You're going to get run down.
But when you recognize,
Like,
Oh,
This is how I'm trying to feel safe,
Right?
It's a trauma response.
Like,
I feel out of control,
And it's making my anxiety go up.
And to help myself feel calmer,
I need to do something to bring control back into,
You know,
I'm thinking about the balls in your court kind of concept here.

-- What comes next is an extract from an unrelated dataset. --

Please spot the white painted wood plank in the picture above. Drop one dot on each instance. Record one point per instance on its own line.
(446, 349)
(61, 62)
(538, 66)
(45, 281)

And then you ask yourself,
You get real with yourself.
What am I afraid of?
What is it that is,
Like,
That's driving that?
And then how can I surrender to it?
Sometimes that's the lesson that we're being asked to learn when we feel like we need to micromanage everything.
What if we just didn't?
What would happen?
And then we have to manage what I call internal dissonance.
Because then,
You know,
Like,
Dissonance when you have notes on a piano that are too close together,
And it makes that sound,
And you're like,
Oh,
That sounds horrible.
Don't play that again.
Well,
That's how I feel internally sometimes.
Like,
Oh,
This does not feel comfortable.
Okay,
How do I?
And so,
For an example,
My husband and I had this dichotomy where he would start cooking,
And then start freaking out,
And I would come in and save him,
Because I don't mind cooking,
So I'm just going to save you so you don't have to be dysregulated.
It's okay,
I will do it.
And then after,
I don't know,
15 years of that cycle,
It's like,
Okay,
Now I'm tired,
Because now I'm the only one cooking.
So to break that,
I have to tolerate my internal dissonance when he starts to lose his cool and sit with my uncomfortable sensations.
And now,
I think the kids prefer when he cooks,
Honestly,
You know,
But it was like this hidden gem that needed to be uncovered,
Which is normally what happens when we do shadow work.
We find,
Like,
Hidden gems.
Oh,
I didn't realize you were buried underneath all of that anxiety.
And,
You know,
Whatever else.
Why the kitchen triggered him,
We don't know.
We haven't gotten to that.
I don't think he's interested in figuring it out either,
But the kitchen triggered him.
Thank you so much,
Beautiful soul,
For tuning in and expanding your consciousness through this microdose of divine wisdom.
Until next time,
Stay empowered and in love and alignment.